Using the E+zpe energies doesn't help much:
((-228.59851481032464*627.503+(32.446-298.15*64.067/1000)-72.33)+(-189.84410782745556*627.503+(23.495-298.15*59.329/1000)-8.90))-((-229.15085136038675*627.503+(41.653-298.15*69.467/1000)-8.59)+(-189.29766471881302*627.503+(14.845-298.15*56.927/1000)-72.59))+5.116=
9.10100587110175 kcal/mol <=> pKa=6.68

I really have no idea why the results are so bad when I had reasonable results with DFT/b3lyp/6-31++G** which should be worse than the E(CBS)+E(CC)+E(CV)+E(DK) approach for calculating electronic energies.

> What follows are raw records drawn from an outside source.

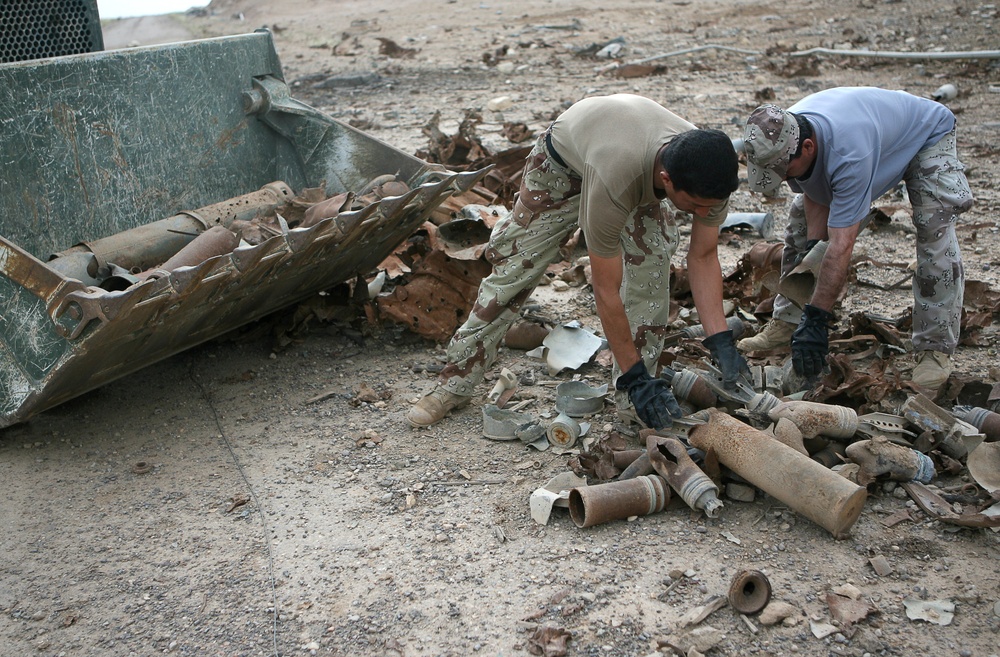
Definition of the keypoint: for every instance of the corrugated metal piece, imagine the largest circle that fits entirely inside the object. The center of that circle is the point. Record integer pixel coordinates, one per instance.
(108, 142)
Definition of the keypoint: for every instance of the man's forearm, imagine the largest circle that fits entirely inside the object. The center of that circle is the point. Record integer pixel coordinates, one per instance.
(836, 262)
(705, 276)
(617, 330)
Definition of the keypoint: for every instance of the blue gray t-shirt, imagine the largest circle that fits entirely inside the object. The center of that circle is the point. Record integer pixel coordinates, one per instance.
(866, 137)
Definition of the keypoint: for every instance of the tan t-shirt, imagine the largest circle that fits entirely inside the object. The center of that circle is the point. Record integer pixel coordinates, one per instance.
(612, 142)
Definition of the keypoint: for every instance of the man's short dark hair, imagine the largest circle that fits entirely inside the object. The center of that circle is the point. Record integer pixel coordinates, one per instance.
(702, 163)
(805, 132)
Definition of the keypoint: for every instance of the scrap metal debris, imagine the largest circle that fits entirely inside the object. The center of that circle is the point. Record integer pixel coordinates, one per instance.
(938, 612)
(549, 641)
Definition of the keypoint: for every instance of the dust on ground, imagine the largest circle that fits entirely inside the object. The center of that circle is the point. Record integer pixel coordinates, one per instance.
(206, 506)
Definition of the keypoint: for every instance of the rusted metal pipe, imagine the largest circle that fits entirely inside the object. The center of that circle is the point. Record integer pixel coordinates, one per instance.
(215, 241)
(616, 500)
(671, 461)
(940, 429)
(146, 246)
(689, 386)
(749, 592)
(640, 466)
(815, 419)
(983, 419)
(762, 222)
(625, 457)
(821, 495)
(563, 431)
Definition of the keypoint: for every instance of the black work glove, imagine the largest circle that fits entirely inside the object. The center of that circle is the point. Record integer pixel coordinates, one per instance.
(810, 343)
(727, 359)
(653, 401)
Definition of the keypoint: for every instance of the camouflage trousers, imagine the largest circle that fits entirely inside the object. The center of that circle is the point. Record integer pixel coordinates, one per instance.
(527, 240)
(938, 192)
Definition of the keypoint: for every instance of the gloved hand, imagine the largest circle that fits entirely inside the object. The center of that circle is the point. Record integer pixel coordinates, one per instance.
(726, 358)
(654, 403)
(810, 343)
(799, 257)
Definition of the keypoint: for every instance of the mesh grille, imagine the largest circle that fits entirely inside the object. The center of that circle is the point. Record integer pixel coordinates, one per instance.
(33, 29)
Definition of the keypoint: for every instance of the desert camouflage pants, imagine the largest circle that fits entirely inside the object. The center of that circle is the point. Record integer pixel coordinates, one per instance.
(938, 192)
(527, 240)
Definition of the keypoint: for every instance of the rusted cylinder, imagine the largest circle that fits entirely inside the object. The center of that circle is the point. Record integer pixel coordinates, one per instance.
(146, 246)
(616, 500)
(563, 431)
(829, 456)
(689, 386)
(815, 419)
(819, 494)
(640, 466)
(734, 324)
(983, 419)
(625, 457)
(765, 256)
(671, 461)
(749, 592)
(215, 241)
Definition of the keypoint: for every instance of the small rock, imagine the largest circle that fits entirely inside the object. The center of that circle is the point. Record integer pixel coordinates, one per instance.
(740, 492)
(880, 565)
(776, 611)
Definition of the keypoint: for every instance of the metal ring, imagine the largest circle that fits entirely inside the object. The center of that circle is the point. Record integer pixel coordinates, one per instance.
(749, 591)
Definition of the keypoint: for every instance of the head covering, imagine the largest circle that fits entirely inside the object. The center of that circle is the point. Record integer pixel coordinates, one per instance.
(770, 139)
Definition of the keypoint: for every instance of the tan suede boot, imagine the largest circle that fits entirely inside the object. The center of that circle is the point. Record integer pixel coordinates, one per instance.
(932, 370)
(434, 406)
(776, 333)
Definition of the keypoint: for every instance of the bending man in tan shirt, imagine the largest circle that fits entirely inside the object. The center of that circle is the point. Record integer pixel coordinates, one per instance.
(616, 166)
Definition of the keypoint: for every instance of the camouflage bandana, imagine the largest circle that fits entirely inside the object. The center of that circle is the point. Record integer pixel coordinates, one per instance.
(770, 140)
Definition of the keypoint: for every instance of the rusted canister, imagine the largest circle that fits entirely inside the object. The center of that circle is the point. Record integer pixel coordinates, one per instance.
(215, 241)
(563, 431)
(593, 505)
(691, 387)
(641, 466)
(815, 419)
(764, 255)
(625, 457)
(985, 420)
(749, 592)
(821, 495)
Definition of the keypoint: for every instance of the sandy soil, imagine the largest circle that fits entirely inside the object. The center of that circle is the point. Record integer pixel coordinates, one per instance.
(210, 505)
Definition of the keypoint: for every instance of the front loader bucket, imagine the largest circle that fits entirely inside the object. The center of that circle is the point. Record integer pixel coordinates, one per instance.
(122, 147)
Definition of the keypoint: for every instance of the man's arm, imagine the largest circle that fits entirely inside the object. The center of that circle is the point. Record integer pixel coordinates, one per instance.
(833, 273)
(705, 274)
(607, 281)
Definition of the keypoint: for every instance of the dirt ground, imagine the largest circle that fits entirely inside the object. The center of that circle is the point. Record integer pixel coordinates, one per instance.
(237, 499)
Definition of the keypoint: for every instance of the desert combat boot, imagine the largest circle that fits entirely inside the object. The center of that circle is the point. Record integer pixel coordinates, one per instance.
(932, 370)
(776, 333)
(434, 406)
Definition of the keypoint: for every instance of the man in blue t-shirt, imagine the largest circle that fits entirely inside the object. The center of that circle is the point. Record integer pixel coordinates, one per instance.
(841, 149)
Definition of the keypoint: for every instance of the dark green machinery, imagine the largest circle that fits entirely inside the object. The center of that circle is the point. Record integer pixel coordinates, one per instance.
(110, 155)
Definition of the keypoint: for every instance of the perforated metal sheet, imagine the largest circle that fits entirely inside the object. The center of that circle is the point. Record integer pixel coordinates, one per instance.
(35, 29)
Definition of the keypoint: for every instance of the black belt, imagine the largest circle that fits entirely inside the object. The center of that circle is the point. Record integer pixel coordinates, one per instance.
(552, 151)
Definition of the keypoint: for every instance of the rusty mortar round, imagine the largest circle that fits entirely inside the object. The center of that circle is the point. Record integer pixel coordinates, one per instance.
(749, 592)
(577, 399)
(563, 431)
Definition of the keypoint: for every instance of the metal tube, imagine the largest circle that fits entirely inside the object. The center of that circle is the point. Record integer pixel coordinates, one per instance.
(749, 592)
(671, 461)
(215, 241)
(616, 500)
(821, 495)
(816, 419)
(149, 245)
(638, 467)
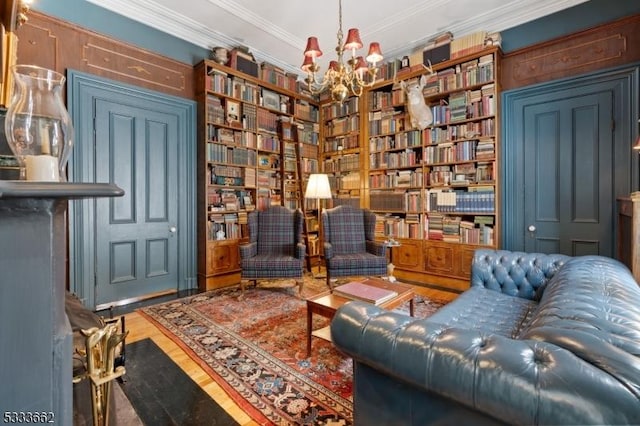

Solvation energies are a bit different and could explain some of the difference. Using the solvation energies from here I got:
((-228.64570824556665*627.503+(32.446-298.15*64.067/1000)-73.23)+(-189.87745422616013*627.503+(23.495-298.15*59.329/1000)-9.99))-((-229.21170315315857*627.503+(41.653-298.15*69.467/1000)-9.32)+(-189.31741660871680*627.503+(14.845-298.15*56.927/1000)-72.47))+5.116=
7.76107114008302 kcal/mol <=> pKa=5.69. Not 4.75, but closer.

Using rsolv 1.3 I get
((-228.64570824556665*627.503+(32.446-298.15*64.067/1000)-71.09)+(-189.87745422616013*627.503+(23.495-298.15*59.329/1000)-6.37))-((-229.21170315315857*627.503+(41.653-298.15*69.467/1000)-6.53)+(-189.31741660871680*627.503+(14.845-298.15*56.927/1000)-71.90))+5.116=
10.1610711401063 kcal/mol which is bad.


More thinking.
  This paper says that the gas phase free energy for the deprotonation of acetic acid should be 341.1 kcal/mol
(-228.64570824556665*627.503+(32.446-298.15*64.067/1000)-6.82)-(-229.21170315315857*627.503+(41.653-298.15*69.467/1000))=340.75 kca/mol
We're within 1 kcal/mol 

The same paper states 338.5 kcal/mol for formic acid:
(-189.31741660871680*627.503+(14.845-298.15*56.927/1000)-6.82)-(-189.87745422616013*627.503+(23.495-298.15*59.329/1000))=336.67 kca/mol

For our direct solution phase pKa calculation formic acid was off by about 1.9 kcal/mol which is similar to the error here.